It is sometimes referred to as Lloyd's Algorithm, particularly in computer science circles because the standard algorithm was first proposed by Stuart Lloyd in 1957. The term "k-means" was coined in 1967 by James McQueen.

How the k-means Algorithm Functions

The k-means algorithm is an evolutionary algorithm that gains its name from its method of operation. The algorithm clusters observations into k groups, where k is provided as an input parameter. It then assigns each observation to clusters based upon the observation’s proximity to the mean of the cluster. The cluster’s mean is then recomputed and the process begins again. Here’s how the algorithm works:

  1. The algorithm arbitrarily selects k points as the initial cluster centers (the means).
  2. Each point in the dataset is assigned to the closed cluster, based upon the Euclidean distance between each point and each cluster center.
  3. Each cluster center is recomputed as the average of the points in that cluster.
  4. Steps 2 and 3 repeat until the clusters converge. Convergence may be defined differently depending upon the implementation, but it normally means that either no observations change clusters when steps 2 and 3 are repeated, or that the changes do not make a material difference in the definition of the clusters.

Choosing the Number of Clusters

One of the main disadvantages to k-means clustering is the fact that you must specify the number of clusters as an input to the algorithm. As designed, the algorithm is not capable of determining the appropriate number of clusters and depends upon the user to identify this in advance.

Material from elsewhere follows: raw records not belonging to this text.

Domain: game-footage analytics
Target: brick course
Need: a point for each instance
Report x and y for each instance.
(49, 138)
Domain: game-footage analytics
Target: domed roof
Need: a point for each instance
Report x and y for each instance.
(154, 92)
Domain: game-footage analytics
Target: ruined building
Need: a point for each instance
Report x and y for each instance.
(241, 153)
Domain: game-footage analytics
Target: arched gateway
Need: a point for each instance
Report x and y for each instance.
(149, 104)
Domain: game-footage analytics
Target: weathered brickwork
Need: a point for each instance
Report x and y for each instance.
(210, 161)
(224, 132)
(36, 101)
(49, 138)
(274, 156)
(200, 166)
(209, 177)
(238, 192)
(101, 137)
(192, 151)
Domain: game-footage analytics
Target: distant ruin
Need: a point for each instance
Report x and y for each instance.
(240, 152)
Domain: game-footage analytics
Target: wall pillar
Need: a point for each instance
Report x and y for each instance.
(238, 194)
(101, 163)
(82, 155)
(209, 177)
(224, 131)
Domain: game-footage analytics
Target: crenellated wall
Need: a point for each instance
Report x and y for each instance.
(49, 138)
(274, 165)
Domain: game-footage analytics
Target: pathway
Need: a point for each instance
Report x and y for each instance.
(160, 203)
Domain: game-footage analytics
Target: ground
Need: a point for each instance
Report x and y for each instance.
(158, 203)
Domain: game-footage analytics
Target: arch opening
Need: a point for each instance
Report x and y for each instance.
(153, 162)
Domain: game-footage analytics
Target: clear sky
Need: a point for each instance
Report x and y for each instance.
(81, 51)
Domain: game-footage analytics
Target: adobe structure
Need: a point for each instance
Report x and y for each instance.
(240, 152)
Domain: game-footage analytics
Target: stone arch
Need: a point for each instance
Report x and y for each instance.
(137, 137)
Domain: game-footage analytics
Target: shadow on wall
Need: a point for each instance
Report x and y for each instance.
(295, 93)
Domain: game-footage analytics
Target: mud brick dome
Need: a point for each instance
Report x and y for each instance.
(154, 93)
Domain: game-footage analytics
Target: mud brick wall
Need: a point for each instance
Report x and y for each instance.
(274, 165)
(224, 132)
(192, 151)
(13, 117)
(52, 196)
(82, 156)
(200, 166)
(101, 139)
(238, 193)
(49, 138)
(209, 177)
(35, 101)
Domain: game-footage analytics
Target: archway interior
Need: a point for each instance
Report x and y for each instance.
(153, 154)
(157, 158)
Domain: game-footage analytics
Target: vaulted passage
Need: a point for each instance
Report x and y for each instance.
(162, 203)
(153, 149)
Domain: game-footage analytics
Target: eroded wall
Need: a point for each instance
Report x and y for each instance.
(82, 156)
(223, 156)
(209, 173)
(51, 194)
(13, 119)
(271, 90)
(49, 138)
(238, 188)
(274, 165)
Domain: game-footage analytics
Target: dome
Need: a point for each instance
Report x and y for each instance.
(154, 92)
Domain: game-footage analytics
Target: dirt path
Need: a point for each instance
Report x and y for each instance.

For example, if you had a group of people that are to be clustered based upon binary gender identity as male or female, calling the k-means algorithm using the input k=3 would force the people into three clusters when only two, or an input of k=2, would provide a more natural fit.

Similarly, if a group of individuals were easily clustered based upon home state and you called the k-means algorithm with the input k=20, the results might be too generalized to be effective.

For this reason, it’s often a good idea to experiment with different values of k to identify the value that best suits your data. You also may wish to explore the use of other data mining algorithms in your quest for machine-learned knowledge.